I was hoping to finish it in time to get this posted on yesterday's blog, but my lack of an e-reading device scuttled my plans. I was bound to my computer for the reading the novel, which meant no reading it in doctor's office waiting rooms or getting a chapter in while I killed a few minutes waiting for school bus arrival time. Grrrr. Want e-reader. Anyhoo. I finally finished it this morning and here are my thoughts (while still trying not to spoiler it).
- Like the Darkyn. Still getting Darkyn fix with Kyndred novels. Me likey.
- Viehl's bad guys are scary-cold-unfeeling-BAD. Not like kill your mom and dad and cat and then kill you in your deepest fear kind of way. They don't care enough about you to find out what your deepest fear is. If you're in their way, they'd run you down with their car and then take the shirt off your broken body to use it to clean the human-barrier gunk from their car. Makes for chilling reading and it fits well with the Roman roots of the story.
- I'm amazed that she's able to keep coming up with new and interesting abilities for her people to get. You'd think that she'd have to start duplicating somewhere, but each one is fresh and new. This novel introduced about a half dozen more er, novel abilities.

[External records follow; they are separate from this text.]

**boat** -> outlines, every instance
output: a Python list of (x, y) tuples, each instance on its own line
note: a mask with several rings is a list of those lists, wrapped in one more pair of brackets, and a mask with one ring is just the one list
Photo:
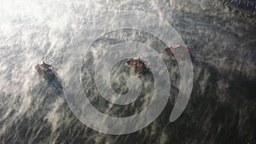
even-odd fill
[(52, 65), (43, 61), (42, 64), (38, 64), (35, 68), (38, 74), (43, 76), (45, 79), (51, 80), (55, 78), (55, 71)]
[(144, 61), (140, 58), (131, 58), (127, 60), (126, 66), (134, 72), (141, 74), (145, 74), (150, 70), (147, 61)]

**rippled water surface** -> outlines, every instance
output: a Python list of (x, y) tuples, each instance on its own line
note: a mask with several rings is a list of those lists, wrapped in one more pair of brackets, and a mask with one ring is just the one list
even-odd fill
[[(217, 0), (10, 0), (1, 3), (1, 143), (256, 142), (255, 20), (232, 14)], [(135, 29), (106, 32), (92, 45), (92, 49), (101, 48), (98, 55), (105, 47), (122, 41), (149, 43), (163, 52), (172, 86), (166, 108), (151, 124), (135, 133), (113, 135), (83, 124), (69, 109), (64, 94), (56, 93), (58, 86), (55, 84), (61, 83), (61, 71), (67, 66), (61, 65), (65, 52), (69, 49), (75, 51), (70, 43), (80, 36), (86, 24), (100, 15), (123, 10), (155, 14), (177, 30), (191, 48), (194, 87), (185, 111), (170, 123), (180, 78), (175, 58), (164, 53), (166, 45), (152, 34)], [(38, 76), (34, 66), (42, 60), (58, 68), (58, 82), (47, 83)], [(86, 75), (93, 72), (89, 66), (94, 62), (93, 57), (84, 59), (81, 80), (99, 111), (127, 117), (148, 104), (154, 88), (150, 74), (139, 76), (145, 87), (136, 102), (111, 105), (101, 97), (93, 78)], [(125, 78), (130, 76), (122, 61), (115, 65), (111, 76), (115, 92), (127, 92)]]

- This novel really highlights how well Lynn Viehl utilizes character motivation. All her characters have a history that makes them into the people they are now. Rowan isn't just an angry, mouthy chick because she's young and headstrong. There's a valid, compelling why to it. The main character, Jessa, had been young and carefree (sort-of) once. And then she had that ripped away. Her life now is necessarily bleak and focused. She's repenting for her earlier blindness, trying to atone for her guilt. And the fact that she feels that guilt in the first place for something that hadn't really been her fault, makes her a noble (if hard-headed) character.
- As usual, I was impressed by the characters, the plotting and the emotions involved.
- My only real dislike was Jessa's disbelief. She's got weird abilities herself and knows of others who have them, but she refuses to believe a word about the Darkyn or vampires for the majority of the novel. I just don't get that. Why wouldn't she at least consider the idea?
- Overall, another well-written novel by Lynn and a good start to the new series. I'm happy that we got cameos of Sam, Lucan and Alex and that the Darkyn will be playing more roles to come.